Une BD engagée et instructive qui éclaire un aspect méconnu de l’histoire agricole française.
Après la BD retentissante " Les algues vertes" publiée en 2019 par Inès LERAUD, "Champs de bataille" s'attaque ici au remembrement des campagnes Françaises.
Histoire méconnue du grand public, le remembrement a cependant marqué des générations de paysans.
Remembrement : "politique foncière qui s'appuie sur une loi de 1941, une loi vichyste et qui va déployer l'agriculture intensive en France après guerre, notamment avec l'aide américaine, le plan Marshall et à tous les produits des sous-productions. On va agrandir les parcelles agricoles, regroupées autour des fermes car à cette époque, elles sont dispersées dans la campagne. Les terres vont pouvoir être cultivées avec des machines. Des arbres et des haies sont détruits. On rectifie les rivières en les faisant aller tout droit. C'est une loi très autoritaire qui outrepasse la propriété privée et les propriétaires n'ont pas leur mot à dire." Ines Leraud
Après leur précédente enquête, Les Algues Vertes, Inès Léraud et Pierre Van Hove s'intéressent au plus grand plan social du XXème siècle : le remembrement. Politique à marche forcée pour le déploiement de l'agriculture intensive de l'après-guerre, le remembrement a consisté à regrouper les terres afin de les adapter à la mécanisation, d'augmenter la production, et de transformer la France en puissance agricole mondiale. L'objectif a été atteint, mais on a vu depuis le Covid et la guerre en Ukraine que la destruction des paysages ruraux et de la biodiversité, la massification de l'exode rural et la transformation en profondeur du tissu social paysan ont créé une agriculture mondialisée, mais qui peine à nourrir les français dans les régions. Inès Léraud pointe les luttes et les souffrances des humains. La ligne claire de Van Hove est au service du propos. Le sujet est passionnant, l’enquête aboutie, et les lecteurs devraient s’enrichir humainement et politiquement en lisant cette BD.
Portée par une enquête engagée, bien documentée, nourrie de témoignages puissants, cette BD nous permet de comprendre d'autant plus les enjeux actuels, de la souffrance paysanne à la remise en état de la biodiversité. Le remembrement a rasé bien plus que des talus : il a défiguré des paysages, effacé des mémoires, brisé des vies rurales.
Pouvons-nous encore aujourd’hui faire marche arrière ou réparer les erreurs du passé ?
À découvrir pour mieux comprendre l’histoire enfouie du monde agricole.
"GARDAREM NO LARZAC"
Retour sur la lutte emblématique des paysans du Larzac contre l'extension d'un camp militaire. Une BD en forme de reportage qui nous plonge dans le déroulement des évènements.
Magnifique BD co-signée par Pierre-Marie Terral, scénariste, et Sébastien Verdier, dessinateur, est dédiée à « celles et ceux qui ont gardé le Larzac… »
Le plateau du Larzac a été au coeur d'une lutte qui a mobilisé des centaines de milliers de personnes à partir de 1971. Tout a débuté lors de l'annonce de l'extension du camp militaire situé sur le plateau. Menacés d'expropriation, les agriculteurs s'engagèrent dans un combat qui, durant une décennie, mobilisa autour d'eux un large et hétéroclite mouvement, dynamisé par les comités sur tout le territoire.

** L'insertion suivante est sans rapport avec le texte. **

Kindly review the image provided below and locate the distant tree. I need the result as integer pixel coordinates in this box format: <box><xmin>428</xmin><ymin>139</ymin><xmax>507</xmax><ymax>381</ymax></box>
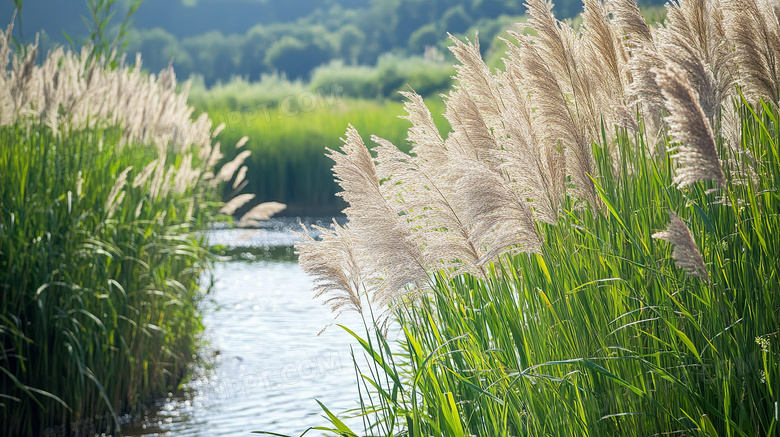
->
<box><xmin>337</xmin><ymin>24</ymin><xmax>365</xmax><ymax>64</ymax></box>
<box><xmin>126</xmin><ymin>27</ymin><xmax>180</xmax><ymax>71</ymax></box>
<box><xmin>264</xmin><ymin>36</ymin><xmax>334</xmax><ymax>79</ymax></box>
<box><xmin>441</xmin><ymin>5</ymin><xmax>471</xmax><ymax>34</ymax></box>
<box><xmin>471</xmin><ymin>0</ymin><xmax>518</xmax><ymax>18</ymax></box>
<box><xmin>239</xmin><ymin>25</ymin><xmax>271</xmax><ymax>80</ymax></box>
<box><xmin>181</xmin><ymin>31</ymin><xmax>241</xmax><ymax>85</ymax></box>
<box><xmin>409</xmin><ymin>23</ymin><xmax>440</xmax><ymax>53</ymax></box>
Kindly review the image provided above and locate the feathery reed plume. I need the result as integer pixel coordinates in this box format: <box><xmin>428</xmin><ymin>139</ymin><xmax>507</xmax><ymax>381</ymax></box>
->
<box><xmin>215</xmin><ymin>150</ymin><xmax>252</xmax><ymax>183</ymax></box>
<box><xmin>405</xmin><ymin>85</ymin><xmax>543</xmax><ymax>262</ymax></box>
<box><xmin>132</xmin><ymin>160</ymin><xmax>158</xmax><ymax>188</ymax></box>
<box><xmin>722</xmin><ymin>0</ymin><xmax>780</xmax><ymax>104</ymax></box>
<box><xmin>106</xmin><ymin>167</ymin><xmax>133</xmax><ymax>218</ymax></box>
<box><xmin>515</xmin><ymin>35</ymin><xmax>598</xmax><ymax>207</ymax></box>
<box><xmin>173</xmin><ymin>154</ymin><xmax>201</xmax><ymax>195</ymax></box>
<box><xmin>443</xmin><ymin>89</ymin><xmax>502</xmax><ymax>170</ymax></box>
<box><xmin>607</xmin><ymin>0</ymin><xmax>654</xmax><ymax>48</ymax></box>
<box><xmin>219</xmin><ymin>194</ymin><xmax>255</xmax><ymax>216</ymax></box>
<box><xmin>449</xmin><ymin>33</ymin><xmax>567</xmax><ymax>220</ymax></box>
<box><xmin>328</xmin><ymin>126</ymin><xmax>428</xmax><ymax>306</ymax></box>
<box><xmin>582</xmin><ymin>0</ymin><xmax>629</xmax><ymax>104</ymax></box>
<box><xmin>399</xmin><ymin>91</ymin><xmax>449</xmax><ymax>167</ymax></box>
<box><xmin>721</xmin><ymin>99</ymin><xmax>759</xmax><ymax>187</ymax></box>
<box><xmin>373</xmin><ymin>135</ymin><xmax>485</xmax><ymax>278</ymax></box>
<box><xmin>655</xmin><ymin>64</ymin><xmax>725</xmax><ymax>188</ymax></box>
<box><xmin>609</xmin><ymin>0</ymin><xmax>665</xmax><ymax>131</ymax></box>
<box><xmin>206</xmin><ymin>142</ymin><xmax>223</xmax><ymax>170</ymax></box>
<box><xmin>233</xmin><ymin>166</ymin><xmax>248</xmax><ymax>190</ymax></box>
<box><xmin>447</xmin><ymin>35</ymin><xmax>506</xmax><ymax>131</ymax></box>
<box><xmin>523</xmin><ymin>0</ymin><xmax>603</xmax><ymax>136</ymax></box>
<box><xmin>624</xmin><ymin>34</ymin><xmax>666</xmax><ymax>114</ymax></box>
<box><xmin>653</xmin><ymin>212</ymin><xmax>709</xmax><ymax>282</ymax></box>
<box><xmin>496</xmin><ymin>58</ymin><xmax>565</xmax><ymax>223</ymax></box>
<box><xmin>580</xmin><ymin>0</ymin><xmax>639</xmax><ymax>136</ymax></box>
<box><xmin>235</xmin><ymin>136</ymin><xmax>249</xmax><ymax>149</ymax></box>
<box><xmin>655</xmin><ymin>0</ymin><xmax>734</xmax><ymax>121</ymax></box>
<box><xmin>237</xmin><ymin>202</ymin><xmax>287</xmax><ymax>227</ymax></box>
<box><xmin>158</xmin><ymin>165</ymin><xmax>176</xmax><ymax>200</ymax></box>
<box><xmin>452</xmin><ymin>157</ymin><xmax>543</xmax><ymax>264</ymax></box>
<box><xmin>296</xmin><ymin>220</ymin><xmax>365</xmax><ymax>317</ymax></box>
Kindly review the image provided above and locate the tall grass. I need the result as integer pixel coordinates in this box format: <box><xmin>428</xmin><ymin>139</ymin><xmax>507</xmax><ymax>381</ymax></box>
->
<box><xmin>293</xmin><ymin>0</ymin><xmax>780</xmax><ymax>435</ymax></box>
<box><xmin>0</xmin><ymin>22</ymin><xmax>263</xmax><ymax>435</ymax></box>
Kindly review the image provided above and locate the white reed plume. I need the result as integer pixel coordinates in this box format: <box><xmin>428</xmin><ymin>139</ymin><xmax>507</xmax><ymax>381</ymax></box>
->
<box><xmin>232</xmin><ymin>166</ymin><xmax>248</xmax><ymax>190</ymax></box>
<box><xmin>443</xmin><ymin>89</ymin><xmax>502</xmax><ymax>170</ymax></box>
<box><xmin>514</xmin><ymin>35</ymin><xmax>598</xmax><ymax>207</ymax></box>
<box><xmin>173</xmin><ymin>154</ymin><xmax>202</xmax><ymax>195</ymax></box>
<box><xmin>132</xmin><ymin>160</ymin><xmax>158</xmax><ymax>189</ymax></box>
<box><xmin>296</xmin><ymin>220</ymin><xmax>366</xmax><ymax>317</ymax></box>
<box><xmin>106</xmin><ymin>167</ymin><xmax>133</xmax><ymax>219</ymax></box>
<box><xmin>447</xmin><ymin>35</ymin><xmax>506</xmax><ymax>132</ymax></box>
<box><xmin>219</xmin><ymin>194</ymin><xmax>256</xmax><ymax>216</ymax></box>
<box><xmin>215</xmin><ymin>150</ymin><xmax>252</xmax><ymax>183</ymax></box>
<box><xmin>581</xmin><ymin>0</ymin><xmax>637</xmax><ymax>133</ymax></box>
<box><xmin>430</xmin><ymin>88</ymin><xmax>544</xmax><ymax>262</ymax></box>
<box><xmin>235</xmin><ymin>136</ymin><xmax>249</xmax><ymax>149</ymax></box>
<box><xmin>237</xmin><ymin>202</ymin><xmax>287</xmax><ymax>227</ymax></box>
<box><xmin>373</xmin><ymin>134</ymin><xmax>485</xmax><ymax>279</ymax></box>
<box><xmin>722</xmin><ymin>0</ymin><xmax>780</xmax><ymax>105</ymax></box>
<box><xmin>607</xmin><ymin>0</ymin><xmax>654</xmax><ymax>48</ymax></box>
<box><xmin>653</xmin><ymin>212</ymin><xmax>710</xmax><ymax>282</ymax></box>
<box><xmin>495</xmin><ymin>62</ymin><xmax>565</xmax><ymax>224</ymax></box>
<box><xmin>328</xmin><ymin>126</ymin><xmax>428</xmax><ymax>307</ymax></box>
<box><xmin>655</xmin><ymin>63</ymin><xmax>725</xmax><ymax>188</ymax></box>
<box><xmin>522</xmin><ymin>0</ymin><xmax>603</xmax><ymax>137</ymax></box>
<box><xmin>452</xmin><ymin>156</ymin><xmax>543</xmax><ymax>265</ymax></box>
<box><xmin>399</xmin><ymin>91</ymin><xmax>448</xmax><ymax>166</ymax></box>
<box><xmin>654</xmin><ymin>0</ymin><xmax>735</xmax><ymax>121</ymax></box>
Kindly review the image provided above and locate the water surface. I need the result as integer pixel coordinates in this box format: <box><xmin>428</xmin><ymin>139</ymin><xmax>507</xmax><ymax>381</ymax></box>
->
<box><xmin>124</xmin><ymin>219</ymin><xmax>366</xmax><ymax>436</ymax></box>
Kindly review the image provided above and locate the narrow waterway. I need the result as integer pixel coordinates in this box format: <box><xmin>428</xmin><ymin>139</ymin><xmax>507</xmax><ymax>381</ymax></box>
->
<box><xmin>123</xmin><ymin>218</ymin><xmax>367</xmax><ymax>436</ymax></box>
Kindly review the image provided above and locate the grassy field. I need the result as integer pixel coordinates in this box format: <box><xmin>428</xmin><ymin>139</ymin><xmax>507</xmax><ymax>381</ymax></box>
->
<box><xmin>205</xmin><ymin>98</ymin><xmax>450</xmax><ymax>216</ymax></box>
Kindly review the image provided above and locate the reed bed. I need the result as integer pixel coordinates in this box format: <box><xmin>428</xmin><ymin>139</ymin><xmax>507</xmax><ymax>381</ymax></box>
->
<box><xmin>294</xmin><ymin>0</ymin><xmax>780</xmax><ymax>435</ymax></box>
<box><xmin>0</xmin><ymin>20</ymin><xmax>268</xmax><ymax>435</ymax></box>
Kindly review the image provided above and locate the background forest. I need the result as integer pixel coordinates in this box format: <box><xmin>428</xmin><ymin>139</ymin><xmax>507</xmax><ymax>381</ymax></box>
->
<box><xmin>6</xmin><ymin>0</ymin><xmax>664</xmax><ymax>84</ymax></box>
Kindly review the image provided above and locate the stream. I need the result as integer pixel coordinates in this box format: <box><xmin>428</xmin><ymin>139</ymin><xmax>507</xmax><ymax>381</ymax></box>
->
<box><xmin>122</xmin><ymin>218</ymin><xmax>367</xmax><ymax>436</ymax></box>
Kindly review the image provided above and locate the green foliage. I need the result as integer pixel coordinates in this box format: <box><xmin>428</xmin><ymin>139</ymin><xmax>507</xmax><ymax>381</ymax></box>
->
<box><xmin>409</xmin><ymin>23</ymin><xmax>440</xmax><ymax>53</ymax></box>
<box><xmin>264</xmin><ymin>36</ymin><xmax>335</xmax><ymax>80</ymax></box>
<box><xmin>17</xmin><ymin>0</ymin><xmax>668</xmax><ymax>85</ymax></box>
<box><xmin>82</xmin><ymin>0</ymin><xmax>143</xmax><ymax>64</ymax></box>
<box><xmin>441</xmin><ymin>6</ymin><xmax>472</xmax><ymax>34</ymax></box>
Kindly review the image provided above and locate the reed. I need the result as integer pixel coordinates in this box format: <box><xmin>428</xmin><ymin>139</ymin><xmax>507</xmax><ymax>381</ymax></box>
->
<box><xmin>0</xmin><ymin>19</ymin><xmax>274</xmax><ymax>435</ymax></box>
<box><xmin>293</xmin><ymin>0</ymin><xmax>780</xmax><ymax>435</ymax></box>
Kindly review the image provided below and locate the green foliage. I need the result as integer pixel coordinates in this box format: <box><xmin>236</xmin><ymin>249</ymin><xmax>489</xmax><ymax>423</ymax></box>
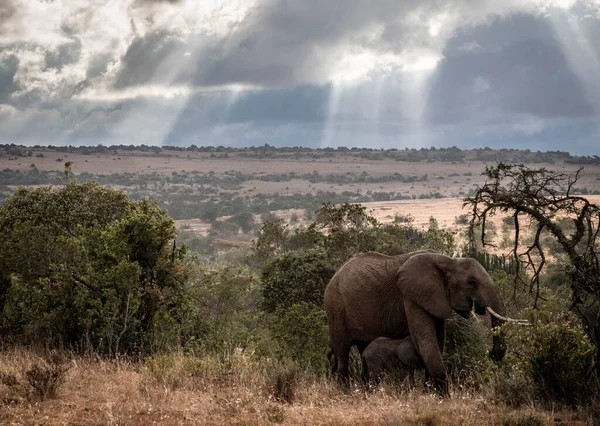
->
<box><xmin>186</xmin><ymin>266</ymin><xmax>258</xmax><ymax>356</ymax></box>
<box><xmin>504</xmin><ymin>314</ymin><xmax>596</xmax><ymax>406</ymax></box>
<box><xmin>254</xmin><ymin>202</ymin><xmax>454</xmax><ymax>266</ymax></box>
<box><xmin>0</xmin><ymin>181</ymin><xmax>189</xmax><ymax>355</ymax></box>
<box><xmin>259</xmin><ymin>250</ymin><xmax>335</xmax><ymax>313</ymax></box>
<box><xmin>252</xmin><ymin>218</ymin><xmax>290</xmax><ymax>261</ymax></box>
<box><xmin>313</xmin><ymin>202</ymin><xmax>380</xmax><ymax>263</ymax></box>
<box><xmin>493</xmin><ymin>367</ymin><xmax>534</xmax><ymax>408</ymax></box>
<box><xmin>444</xmin><ymin>314</ymin><xmax>495</xmax><ymax>389</ymax></box>
<box><xmin>455</xmin><ymin>214</ymin><xmax>470</xmax><ymax>225</ymax></box>
<box><xmin>227</xmin><ymin>211</ymin><xmax>256</xmax><ymax>233</ymax></box>
<box><xmin>264</xmin><ymin>303</ymin><xmax>330</xmax><ymax>373</ymax></box>
<box><xmin>200</xmin><ymin>206</ymin><xmax>219</xmax><ymax>223</ymax></box>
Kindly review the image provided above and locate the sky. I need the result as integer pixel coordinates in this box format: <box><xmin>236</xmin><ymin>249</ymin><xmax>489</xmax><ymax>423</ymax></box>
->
<box><xmin>1</xmin><ymin>0</ymin><xmax>600</xmax><ymax>154</ymax></box>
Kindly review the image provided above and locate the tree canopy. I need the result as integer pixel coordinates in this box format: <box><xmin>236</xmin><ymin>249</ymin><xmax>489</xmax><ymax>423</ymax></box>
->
<box><xmin>465</xmin><ymin>163</ymin><xmax>600</xmax><ymax>370</ymax></box>
<box><xmin>0</xmin><ymin>181</ymin><xmax>189</xmax><ymax>355</ymax></box>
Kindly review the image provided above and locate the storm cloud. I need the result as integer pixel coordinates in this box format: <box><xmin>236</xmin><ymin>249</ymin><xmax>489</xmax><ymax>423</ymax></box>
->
<box><xmin>0</xmin><ymin>0</ymin><xmax>599</xmax><ymax>153</ymax></box>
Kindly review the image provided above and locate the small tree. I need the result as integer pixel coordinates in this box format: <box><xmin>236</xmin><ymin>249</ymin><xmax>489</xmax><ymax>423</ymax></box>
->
<box><xmin>252</xmin><ymin>218</ymin><xmax>290</xmax><ymax>260</ymax></box>
<box><xmin>465</xmin><ymin>163</ymin><xmax>600</xmax><ymax>373</ymax></box>
<box><xmin>0</xmin><ymin>181</ymin><xmax>190</xmax><ymax>355</ymax></box>
<box><xmin>228</xmin><ymin>211</ymin><xmax>256</xmax><ymax>234</ymax></box>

Le livre décrit très bien la manière dont un mouvement initié par des paysans directement concernés par une nouvelle qui va impacter leur vie, devient une lutte contre un modèle, un symbole politique et sociétal. Il est également le terrain de jeu d'une mouvance révolutionnaire qui n'hésite pas à s'engager totalement dans une nouvelle vie pour prendre part à la résistance. La durée du combat, qui a finalement obtenu gain de cause au bout de dix ans, continue d'alimenter les mouvements activistes qui le prennent en exemple de la possibilité de vaincre un système, ici l'armée toute puissante. Le récit en lui-même est construit simplement. Il raconte une suite d'évènements comme le ferait un reportage avec des images d'époque. Le dessin en noir et blanc de Sébastien Verdier est classique, précis et réaliste. La terre aride et les maisons en pierre sont très bien rendues. L'agitation militante, les constructions de maisons en bois pour occuper le terrain offrent des moments de plongée dans l'ambiance du moment. Pour finir, une postface raconte le sens politique qu'aura pris le combat pour le Larzac et permet évidemment de mieux comprendre la forme des mobilisations actuelles autour de divers projets à travers la France.
À travers cette lutte paysanne, le Larzac reste encore aujourd'hui un symbole de résistance, de mobilisation pour la défense de l'environnement, de l'aménagement du territoire et tout simplement du monde rural.